You can no longer post new replies to this discussion. If you have a question you can start a new discussion

Questions about kernel queued time and profiling info in mali T764

I am developing a project based on Mali T764 (RK3288). I have problems in the kernel queued time and the function clGetEventProfilingInfo() seems returning wrong value.

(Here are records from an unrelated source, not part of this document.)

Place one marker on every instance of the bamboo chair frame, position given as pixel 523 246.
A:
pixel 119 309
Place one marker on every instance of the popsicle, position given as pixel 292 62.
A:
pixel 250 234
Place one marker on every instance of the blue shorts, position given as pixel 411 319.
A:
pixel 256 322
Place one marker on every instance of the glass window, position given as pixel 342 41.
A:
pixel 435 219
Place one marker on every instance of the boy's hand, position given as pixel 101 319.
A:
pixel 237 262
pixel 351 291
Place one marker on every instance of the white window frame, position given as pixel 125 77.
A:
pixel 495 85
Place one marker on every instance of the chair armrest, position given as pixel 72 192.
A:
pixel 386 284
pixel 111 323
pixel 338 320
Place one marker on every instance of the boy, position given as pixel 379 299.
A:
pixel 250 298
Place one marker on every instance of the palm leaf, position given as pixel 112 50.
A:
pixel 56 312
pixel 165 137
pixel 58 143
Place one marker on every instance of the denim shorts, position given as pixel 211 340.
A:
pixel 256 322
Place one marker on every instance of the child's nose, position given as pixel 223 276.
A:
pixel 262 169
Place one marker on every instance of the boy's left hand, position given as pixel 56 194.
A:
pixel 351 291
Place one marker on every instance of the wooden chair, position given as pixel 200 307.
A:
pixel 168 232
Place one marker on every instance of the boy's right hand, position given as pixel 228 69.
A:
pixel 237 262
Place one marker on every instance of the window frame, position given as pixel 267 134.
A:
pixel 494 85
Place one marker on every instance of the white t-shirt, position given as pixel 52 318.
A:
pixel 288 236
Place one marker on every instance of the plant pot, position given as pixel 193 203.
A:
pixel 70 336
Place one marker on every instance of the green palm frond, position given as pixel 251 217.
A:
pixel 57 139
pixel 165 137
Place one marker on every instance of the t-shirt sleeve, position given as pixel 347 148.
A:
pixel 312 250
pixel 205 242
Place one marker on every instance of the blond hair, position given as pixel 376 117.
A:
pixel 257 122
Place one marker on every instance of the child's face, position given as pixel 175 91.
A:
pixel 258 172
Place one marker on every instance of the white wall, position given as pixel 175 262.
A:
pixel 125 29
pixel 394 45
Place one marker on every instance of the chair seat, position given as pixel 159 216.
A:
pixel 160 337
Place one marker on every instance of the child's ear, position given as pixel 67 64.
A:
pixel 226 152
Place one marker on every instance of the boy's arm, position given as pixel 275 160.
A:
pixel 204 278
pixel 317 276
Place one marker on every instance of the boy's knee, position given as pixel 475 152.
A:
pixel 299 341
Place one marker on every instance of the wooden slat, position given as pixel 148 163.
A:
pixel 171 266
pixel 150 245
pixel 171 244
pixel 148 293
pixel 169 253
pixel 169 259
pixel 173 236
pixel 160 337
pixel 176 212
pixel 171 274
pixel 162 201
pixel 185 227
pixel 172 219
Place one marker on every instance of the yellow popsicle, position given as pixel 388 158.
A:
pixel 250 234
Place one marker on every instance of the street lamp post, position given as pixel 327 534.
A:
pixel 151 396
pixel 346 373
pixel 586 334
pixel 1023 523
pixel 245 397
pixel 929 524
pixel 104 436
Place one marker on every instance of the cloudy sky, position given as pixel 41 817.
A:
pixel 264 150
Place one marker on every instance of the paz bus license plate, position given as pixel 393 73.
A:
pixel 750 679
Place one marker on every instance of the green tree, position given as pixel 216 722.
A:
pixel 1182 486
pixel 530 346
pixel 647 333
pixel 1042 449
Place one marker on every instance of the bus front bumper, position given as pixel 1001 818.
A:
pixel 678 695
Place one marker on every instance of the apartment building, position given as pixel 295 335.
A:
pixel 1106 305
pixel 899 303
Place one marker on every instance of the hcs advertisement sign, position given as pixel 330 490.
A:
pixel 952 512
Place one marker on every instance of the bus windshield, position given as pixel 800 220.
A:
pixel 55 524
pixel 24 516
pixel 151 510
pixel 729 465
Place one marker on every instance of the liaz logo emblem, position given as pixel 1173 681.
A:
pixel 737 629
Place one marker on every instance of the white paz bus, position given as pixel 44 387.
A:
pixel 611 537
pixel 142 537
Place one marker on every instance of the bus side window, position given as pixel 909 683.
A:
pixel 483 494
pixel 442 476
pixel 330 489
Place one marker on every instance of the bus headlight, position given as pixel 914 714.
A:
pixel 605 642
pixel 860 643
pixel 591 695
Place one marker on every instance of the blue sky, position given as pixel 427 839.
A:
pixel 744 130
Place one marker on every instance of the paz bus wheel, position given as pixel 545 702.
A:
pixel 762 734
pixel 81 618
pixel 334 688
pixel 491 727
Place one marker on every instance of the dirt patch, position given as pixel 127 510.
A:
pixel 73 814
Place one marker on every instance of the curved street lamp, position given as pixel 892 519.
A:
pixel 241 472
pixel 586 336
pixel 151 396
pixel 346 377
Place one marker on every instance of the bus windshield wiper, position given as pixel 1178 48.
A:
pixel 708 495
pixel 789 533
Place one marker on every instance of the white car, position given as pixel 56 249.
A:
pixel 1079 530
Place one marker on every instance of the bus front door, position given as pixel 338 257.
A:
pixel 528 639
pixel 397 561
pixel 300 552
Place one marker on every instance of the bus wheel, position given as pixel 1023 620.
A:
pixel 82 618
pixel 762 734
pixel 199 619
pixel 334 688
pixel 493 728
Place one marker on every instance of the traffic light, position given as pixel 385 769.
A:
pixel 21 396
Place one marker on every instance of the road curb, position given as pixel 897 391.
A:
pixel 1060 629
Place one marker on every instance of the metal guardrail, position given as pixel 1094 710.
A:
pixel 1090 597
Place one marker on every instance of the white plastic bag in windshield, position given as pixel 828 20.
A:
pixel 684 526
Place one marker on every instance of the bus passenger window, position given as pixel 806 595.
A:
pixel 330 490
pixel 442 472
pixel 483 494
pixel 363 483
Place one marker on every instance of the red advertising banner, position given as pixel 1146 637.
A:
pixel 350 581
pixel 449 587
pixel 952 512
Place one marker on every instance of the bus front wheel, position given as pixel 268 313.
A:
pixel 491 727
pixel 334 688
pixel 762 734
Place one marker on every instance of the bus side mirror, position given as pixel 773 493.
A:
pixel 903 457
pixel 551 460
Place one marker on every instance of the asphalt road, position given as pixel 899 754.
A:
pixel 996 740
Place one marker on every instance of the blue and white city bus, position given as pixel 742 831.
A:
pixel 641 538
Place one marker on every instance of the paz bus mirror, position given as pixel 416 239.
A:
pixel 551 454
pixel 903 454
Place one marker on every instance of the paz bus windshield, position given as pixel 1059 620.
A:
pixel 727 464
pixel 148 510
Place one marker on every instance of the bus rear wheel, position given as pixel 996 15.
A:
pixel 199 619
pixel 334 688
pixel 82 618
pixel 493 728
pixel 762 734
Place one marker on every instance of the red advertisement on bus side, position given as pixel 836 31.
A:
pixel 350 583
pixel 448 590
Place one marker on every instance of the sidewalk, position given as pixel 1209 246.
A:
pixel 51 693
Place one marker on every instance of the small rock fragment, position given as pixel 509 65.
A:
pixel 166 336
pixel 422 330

My codes are below:

cl_ulong time_begin[20], time_finish[20],time_total[20];
//...initializing

cmdQueue=clCreateCommandQueue(context,devices[0],CL_QUEUE_PROFILING_ENABLE,&err);

err=clEnqueueNDRangeKernel(cmdQueue,k1,2,NULL,globalWorkSize,localWorkSize,0,NULL,&Evt1[0]);

err=clEnqueueNDRangeKernel(cmdQueue,k2,2,NULL,globalWorkSize,localWorkSize,0,NULL,&Evt2[0]); err=clEnqueueNDRangeKernel(cmdQueue,ki2,2,NULL,globalWorkSize,localWorkSize,0,NULL,&iEvt2[0]);

err=clEnqueueNDRangeKernel(cmdQueue,ki1,2,NULL,globalWorkSize,localWorkSize,0,&iEvt1[0],&iEvt1[0]);

err=clEnqueueNDRangeKernel(cmdQueue,k1,2,NULL,globalWorkSize,localWorkSize,0,NULL,&Evt1[1]);

err=clEnqueueNDRangeKernel(cmdQueue,k2,2,NULL,globalWorkSize,localWorkSize,0,NULL,&Evt2[1]);

err=clEnqueueNDRangeKernel(cmdQueue,ki1,2,NULL,globalWorkSize,localWorkSize,0,NULL, &iEvt1[5]);

clFinish(cmdQueue);

for(int xx=0;xx<6;xx++)

{

         timeCount(Evt1[xx],&time_begin[xx*4],&time_finish[xx*4]);

         timeCount(Evt2[xx],&time_begin[xx*4+1],&time_finish[xx*4+1]);

         timeCount(iEvt2[xx],&time_begin[xx*4+2],&time_finish[xx*4+2]);

timeCount(iEvt1[xx],&time_begin[xx*4+3],&time_finish[xx*4+3]);

         time_total[xx*4]=(time_finish[xx*4]-time_begin[xx*4]);

         time_total[xx*4+1]=(time_finish[xx*4+1]-time_begin[xx*4+1]);

         time_total[xx*4+2]=(time_finish[xx*4+2]-time_begin[xx*4+2]);

         time_total[xx*4+3]=(time_finish[xx*4+3]-time_begin[xx*4+3]);           

}

void timeCount(cl_event event,cl_ulong *time_begin,cl_ulong *time_finish)
{
*time_begin=0;
*time_finish=0;
err=clGetEventProfilingInfo(event,CL_PROFILING_COMMAND_QUEUED,sizeof(cl_ulong ),time_begin,NULL);
//err=clGetEventProfilingInfo(event,CL_PROFILING_COMMAND_START,sizeof(cl_ulong) ,time_begin,NULL);
err=clGetEventProfilingInfo(event,CL_PROFILING_COMMAND_END,sizeof(cl_ulong),t ime_finish,NULL);
}

These k1,k2,ik1,ik2 kernels do similar calculations and the execution time of them are supposed to be about 1ms. After running this program, I get weird result.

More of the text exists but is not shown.